The content is accurate at the time of publication and is subject to change.
First and foremost, it all depends on how much or how little you like to spend. Are you responsible with your spending; can you skip over the temptation to put every little payment on plastic? Or are you someone that falls all too eagerly into that temptation? Evaluate yourself!
People have different methodologies for getting credit cards. Some people put aside a card strictly for emergencies, another for food, another for travel.
“It’s good for the average person in secure financial standing to have several. That may seem extravagant, but it’s not. I’d say the maximum should be five for your regular and reliable spender,” said Arnold Taubman, an economist with Credit-Land.
“You have to examine it from this standpoint: each one of those cards is to serve a different purpose. As long as someone isn’t too lax with their card and doesn’t go to town, it should be in the clear. Practice frugality with your credit cards and having, say, four is easy to manage,” he added.
This average American, according to an MSN article dated from 2007, carries around with them four cards.
“It’s doubtful it’s changed that much since 2007, although it was a happier time, economically speaking,” Taubman said on this.
If you are someone who feels like you might be wielding too few credit cards and would like to expand that number, do not go overboard when applying for new ones. In fact, be extremely careful about this, only because if you apply for too many credit cards you might end up hurting your score.
Your score would suffer damage because every time you apply for a card, the company you are applying to then subsequently makes an inquiry on your score.

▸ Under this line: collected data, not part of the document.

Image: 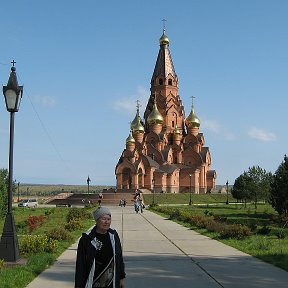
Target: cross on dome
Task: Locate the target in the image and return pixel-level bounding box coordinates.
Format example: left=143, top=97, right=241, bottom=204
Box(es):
left=136, top=100, right=141, bottom=110
left=190, top=96, right=195, bottom=109
left=162, top=19, right=167, bottom=32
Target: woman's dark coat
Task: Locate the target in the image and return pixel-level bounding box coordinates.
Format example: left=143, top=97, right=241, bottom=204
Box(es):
left=75, top=226, right=125, bottom=288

If you have too many inquiries, it will hurt your standing with the credit companies, as it reflects to them that you are not a reliable source
At the very least, Taubman recommends, having one card (from a major card issuer - think Visa or MasterCard or something of that tier, preferably) open and available at all times for your use.
“Even if you are somewhat jaded or scared by credit cards, you should have one to your name. This is only a smart gesture,” he emphasizes. “How else could you even begin to build a real credit history?”
Thus: while no real answer exists, an in-depth analysis of your financial situation may determine the answer that fits for you.